Artificial Neural Networks (ANNs) can be trained to detect lung disease in premature babies by analyzing their breathing patterns while they sleep, according to research presented at the European Respiratory Society (ERS) Congress in Vienna, Austria. The study was presented by Edgar Delgado-Eckert, adjunct professor at the Department of Biomedical Engineering at the University of Basel, and a research group leader at the University Children's Hospital, Switzerland. Bronchopulmonary dysplasia (BPD) is a breathing problem that can affect premature babies .

When a newborn's lungs are undeveloped at birth, they often need support from a ventilator or oxygen therapy—treatment which can stretch and inflame their lungs, causing BPD. But identifying BPD is difficult. Lung function tests usually require an adult to blow out on request—something babies cannot do—so current techniques require sophisticated equipment to measure an infant's lung ventilation characteristics.

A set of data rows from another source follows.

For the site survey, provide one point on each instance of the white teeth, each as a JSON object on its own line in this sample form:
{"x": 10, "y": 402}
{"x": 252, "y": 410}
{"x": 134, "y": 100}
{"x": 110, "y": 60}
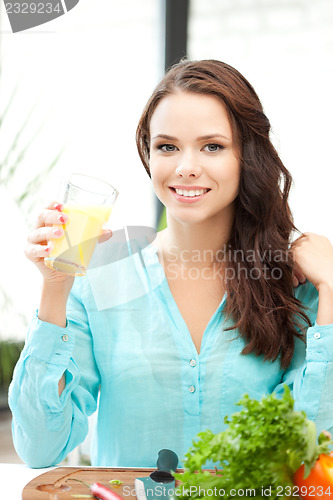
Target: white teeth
{"x": 191, "y": 193}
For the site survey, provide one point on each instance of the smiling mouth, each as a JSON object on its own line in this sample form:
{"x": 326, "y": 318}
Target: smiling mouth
{"x": 190, "y": 193}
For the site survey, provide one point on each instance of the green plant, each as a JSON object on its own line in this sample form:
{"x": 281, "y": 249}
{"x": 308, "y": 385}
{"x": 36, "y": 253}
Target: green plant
{"x": 13, "y": 167}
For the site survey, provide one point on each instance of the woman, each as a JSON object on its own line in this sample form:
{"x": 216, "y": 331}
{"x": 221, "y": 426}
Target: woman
{"x": 169, "y": 342}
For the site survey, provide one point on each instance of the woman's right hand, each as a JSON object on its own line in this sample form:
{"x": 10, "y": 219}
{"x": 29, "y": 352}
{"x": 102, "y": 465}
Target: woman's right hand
{"x": 48, "y": 227}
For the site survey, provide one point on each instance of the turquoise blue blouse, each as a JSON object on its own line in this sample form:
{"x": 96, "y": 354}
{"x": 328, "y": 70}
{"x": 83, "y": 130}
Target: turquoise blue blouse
{"x": 127, "y": 351}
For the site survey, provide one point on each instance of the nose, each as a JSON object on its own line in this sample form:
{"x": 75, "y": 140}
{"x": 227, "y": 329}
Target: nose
{"x": 188, "y": 167}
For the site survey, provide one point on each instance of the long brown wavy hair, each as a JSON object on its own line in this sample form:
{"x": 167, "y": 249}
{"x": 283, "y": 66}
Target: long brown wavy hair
{"x": 264, "y": 309}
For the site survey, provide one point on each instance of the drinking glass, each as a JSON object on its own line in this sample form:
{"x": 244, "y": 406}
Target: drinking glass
{"x": 88, "y": 202}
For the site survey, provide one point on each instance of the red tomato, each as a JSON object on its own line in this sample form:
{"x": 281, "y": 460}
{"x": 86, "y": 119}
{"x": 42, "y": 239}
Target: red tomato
{"x": 319, "y": 483}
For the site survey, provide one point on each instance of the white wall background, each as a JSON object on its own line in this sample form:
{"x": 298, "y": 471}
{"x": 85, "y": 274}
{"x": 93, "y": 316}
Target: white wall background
{"x": 92, "y": 70}
{"x": 285, "y": 49}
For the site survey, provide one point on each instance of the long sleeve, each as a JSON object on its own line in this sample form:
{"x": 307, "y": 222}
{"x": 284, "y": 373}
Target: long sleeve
{"x": 47, "y": 427}
{"x": 310, "y": 376}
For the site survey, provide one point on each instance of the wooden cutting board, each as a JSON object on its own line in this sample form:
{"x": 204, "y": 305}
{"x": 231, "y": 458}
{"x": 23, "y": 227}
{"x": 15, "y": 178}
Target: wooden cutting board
{"x": 58, "y": 484}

As a result, BPD is one of only a few diseases that is typically diagnosed by the presence of one of its main causes, prematurity and respiratory support. ANNs are mathematical models used for classification and prediction. In order to make accurate predictions, an ANN needs to first be trained with a large amount of data, which presents a problem when it comes to BPD.

Professor Delgado-Eckert explains, "Until recently, this need for large amounts of data has hindered efforts to create accurate models for lung di.